Conforme o advogado, as cortes superiores na Itália estão começando a se manifestar sobre a restrição do direito a cidadania italiana. “Eles vêm reafirmando desde sempre que a cidadania italiana por direito de sangue nasceu com o nascimento, até uma redundância. Nasce com o nascimento daquele cidadão que tem sangue italiano, ele é permanente e imprescritível”, comentou. Luiz Marcos destacou que, com esses posicionamentos, espera-se uma nova decisão na audiência da Corte Constitucional, marcada para ocorrer no próximo dia 9 de junho. O doutor Luiz Marcos Matarazzo Freire participou de entrevista no programa Ponto de Encontro e explicou mais sobre a situação. Ouça:

 

Freire salientou sobre as pessoas que entraram com pedido de cidadania italiana antes do dia 27 de março de 2025, quando o Decreto Tajani passou a valer. “Aquelas pessoas que pelo menos tentaram e têm a prova da tentativa de agendamento nos consultados no passado, antes de 27/03, têm uma perspectiva e uma esperança de ser atendida com a lei anterior. Isso é muito importante, isso já é o cenário italiano, da justiça italiana, juízes italianos, entendendo que houve a falta, a inércia do descendente”, falou. “Essas pessoas têm uma probabilidade muito grande de serem acolhidas em uma ação judicial, o juiz entendendo que ele não ficou inerte”, acrescentou. “A gente tem que aguardar um pouco mais agora essa audiência do dia 9, mas é o que está se delineando efetivamente”, pontuou o advogado.

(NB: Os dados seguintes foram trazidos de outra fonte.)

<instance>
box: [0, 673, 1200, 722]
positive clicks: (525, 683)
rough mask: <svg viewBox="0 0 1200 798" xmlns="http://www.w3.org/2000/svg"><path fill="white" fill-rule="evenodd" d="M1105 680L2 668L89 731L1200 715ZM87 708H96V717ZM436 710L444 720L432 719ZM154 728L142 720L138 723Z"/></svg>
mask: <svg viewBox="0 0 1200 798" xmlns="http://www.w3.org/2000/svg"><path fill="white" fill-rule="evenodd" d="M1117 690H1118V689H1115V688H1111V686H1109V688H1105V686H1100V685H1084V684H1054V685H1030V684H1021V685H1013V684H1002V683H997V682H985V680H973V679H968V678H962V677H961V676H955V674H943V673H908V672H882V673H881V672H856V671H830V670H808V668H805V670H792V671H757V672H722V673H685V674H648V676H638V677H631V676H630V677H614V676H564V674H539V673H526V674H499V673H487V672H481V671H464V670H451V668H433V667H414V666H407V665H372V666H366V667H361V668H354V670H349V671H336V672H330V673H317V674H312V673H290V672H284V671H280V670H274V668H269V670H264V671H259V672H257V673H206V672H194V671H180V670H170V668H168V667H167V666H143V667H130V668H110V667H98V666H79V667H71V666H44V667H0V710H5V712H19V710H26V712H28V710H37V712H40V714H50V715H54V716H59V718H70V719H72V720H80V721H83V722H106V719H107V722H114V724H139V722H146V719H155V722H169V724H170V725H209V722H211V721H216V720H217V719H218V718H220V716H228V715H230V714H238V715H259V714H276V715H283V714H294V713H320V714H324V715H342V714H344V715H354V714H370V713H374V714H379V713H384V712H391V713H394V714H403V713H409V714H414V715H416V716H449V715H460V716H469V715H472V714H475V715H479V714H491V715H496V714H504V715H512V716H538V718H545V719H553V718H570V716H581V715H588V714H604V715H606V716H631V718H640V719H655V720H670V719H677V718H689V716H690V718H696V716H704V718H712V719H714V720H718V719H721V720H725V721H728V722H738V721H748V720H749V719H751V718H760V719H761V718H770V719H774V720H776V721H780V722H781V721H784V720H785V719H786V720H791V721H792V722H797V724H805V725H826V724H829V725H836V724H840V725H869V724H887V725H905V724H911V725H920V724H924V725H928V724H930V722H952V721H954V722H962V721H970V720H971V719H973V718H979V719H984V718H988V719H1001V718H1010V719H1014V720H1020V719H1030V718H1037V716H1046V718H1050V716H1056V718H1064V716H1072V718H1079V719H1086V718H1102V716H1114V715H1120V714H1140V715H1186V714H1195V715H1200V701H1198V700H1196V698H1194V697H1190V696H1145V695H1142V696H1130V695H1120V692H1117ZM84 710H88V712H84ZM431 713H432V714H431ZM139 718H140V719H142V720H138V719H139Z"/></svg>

O especialista reforçou que, desde março do ano passado, os consulados paralisaram os atendimentos por conta do decreto italiano que restringiu o direito a cidadania italiana por sangue. “Aquelas pessoas que estavam na fila, que cortaram o cordão umbilical ali naquele momento, a perspectiva deles é muito boa hoje, com essas decisões que o estado italiano efetivamente não pode fazer as coisas unilateralmente”, reforçou. “Mas sempre todos os descendentes têm que ter cautela, a verdade é essa”, afirmou. “Esse é o momento para ter bastante cautela de verdade, para que o descendente não tenha dissabor, não seja enganado, a verdade é essa”, refletiu, acrescentando que é preciso aguardar as próximas decisões do dia 9 de junho. Atualmente, a única via para se adquirir a cidadania italiana é a judicial.